Building Description
Dedicated in October of 1919, the Mount Sinai School is a one-story, "two-teacher" Rosenwald school building. Mt. Sinai was constructed according to the plans of W.A. Hazel (Floorplan No. 20,) as found in "The Rural Negro School Building and Its Relation to the Community", published in 1913 by Tuskegee Institute. It is located in a rural area approximately eight miles north of Prattville in the Mount Sinai community, on five acres of land adjacent to the circa 1949 Mount Sinai Baptist Church.
As Hazels's plan dictates, the building is aligned to face east and west to take advantage of natural light. The one-story, frame T-shaped building was originally comprised of two 24' x 32' classrooms with the 12' x 24' industrial arts room extending to the west. The industrial arts room was extended out by 14 feet in 1935, and in 1950 a third classroom (also measuring 24' x 32') was added to the north side of the building. The school is constructed on brick piers, with later concrete block infill used to enclose the foundation. Exterior walls are of weatherboard, while the gabled roof featuring exposed rafter ends is clad with asphalt shingles. The east (main) facade has five bays, with the centered forward-projecting gabled industrial room being the dominant feature. The industrial room is flanked by two single-leaf entrances to either side covered by shed roofs and supported by paired, Craftsman-style brackets. Although this room has recent 12/6 aluminum replacement windows, the remainder of the windows throughout the school are double-hung wooden 6:6 sashes arranged in banks in five. The windows on the 1950 addition are of a slightly smaller proportion than those of the original building.
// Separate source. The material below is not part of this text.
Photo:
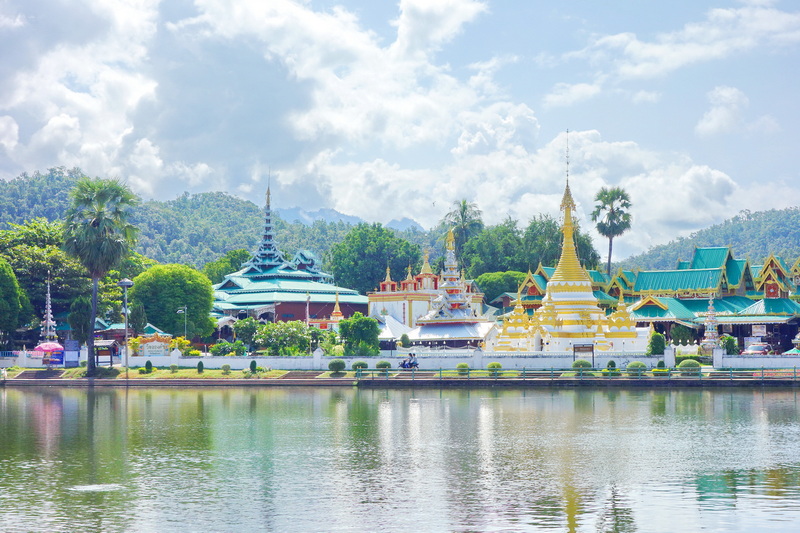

Hazels' original interior plan of two main classrooms separated by a partition remains intact, as do the cloakrooms, although the north cloakroom was partially infilled by the construction of two interior bathrooms in the 1980s. The industrial arts room, accessed from both classrooms, has its original storage closet along the east wall. The floors, walls, and ceilings throughout the building (including those in the additions) are tongue and groove pine, although some sheetrock has been installed in the west room and a portion of the south room. Multi-paneled wooden doors are found throughout the interior. Many of the original desks and two pot-bellied stoves remain as well.